Pikiran adalah sentral untuk menggerakan elemen lainnya dalam tubuh. Begitupun
dalam kehidupan bernegara dalam konteks mendesain draf RUU KUHP, keadilan harus
menjadi episentrum pola pikir sebagai penggerak utama dalam merancang produk
hukum yang bertujuan untuk kebajikan hidup masyarakat umum yang berkeadilan.
Tanpa semangat keadilan, hukum akan menjadi pedang di tangan algojo; menjadi
rezim kontruksi teks yuridis yang menistakan keadilan, menyimpang dari konsep
awal serta tujuan akhirnya, dan hanya sebatas alat politik dan ekonomi untuk
kepentingan sekelompok elit yang memiliki kekuasaan dan pemilik modal.

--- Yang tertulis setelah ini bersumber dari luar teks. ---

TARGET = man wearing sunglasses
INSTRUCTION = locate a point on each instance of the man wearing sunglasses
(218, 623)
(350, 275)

Aritoteles menjelaskan keadilan sebagai keutamaan umum yang
bersandar pada ketaatan hukum alam dan hukum positif. Dalam konteks hukum alam,
manusia memiliki hak fundamental dalam hal kebebasan, diantaranya kebebasan
berbicara. Kebebasan berbicara adalah sebuah hak yang diberikan oleh Tuhan, juga salah satu hak alami dari
hukum alam dan merupakan bagian dari
fitrah mendasar yang tidak bisa dihapus oleh sebuah kekuatan apapun. Hukum
positif hanya sebatas mengatur tata tertib dalam koridor etika kebebasan
berbicara di muka umum yang dirumuskan menjadi sebuah peraturan atau
perundang-undangan dalam sebuah negara.
Di alam kemerdekaan, kebebasan berpendapat adalah hak
fundamental setiap warga negara yang hidup di bawah sistem demokrasi. Dengan kebebasan berpendapat, sebuah
kebenaran yang dihasilkan oleh pemahaman manusia menjadi terhindar dari proses
pemutlakan yang seringkali dilegitimasi oleh kebenaran manipulatif dari
sentralistik tafsir hukum rezim neokolonialisme.
Kebebasan
menyatakan pemikiran di muka umum adalah ruang demokratisasi ide dan gagasan yang berlandaskan kepastian hukum. Kepastian hukum
harus berpihak kepada daulat rakyat, di antaranya
jaminan kepastian hukum tentang kebebasan berpendapat; bahwa negara demokrasi
harus melaksanakan prinsip-prinsip dasar berdemokrasi sesuai dengan amanat
konstitusi. Dibangkitkannya kembali pasal lese-majeste
dan haatzai artikelen dalam RUU
KUHP di DPR, merupakan reinkarnasi ide subversif yang bukan hanya mengancam
kebebasan berpendapat, tetapi juga bentuk pengingkaran terhadap asas demokrasi
dan penyelewengan sistem presidensial.
Elit eksekutif
dan legislator tampaknya lebih bergairah menjadikan hukum sebagai alat politik
di bawah kontrol represif kekuasaan. Para pendekar hukum harus menyusun
kekuatan untuk menjadikan hukum kembali ke fitrahnya, sebagai jalan pedang
menegakkan keadilan.
Tangerang, Februari 2018
Penulis adalah:
Esais, Entrepreneur &
Koordinator Divisi Komunikasi Eksternal Satgas Advokasi Pemuda Muhammadiyah.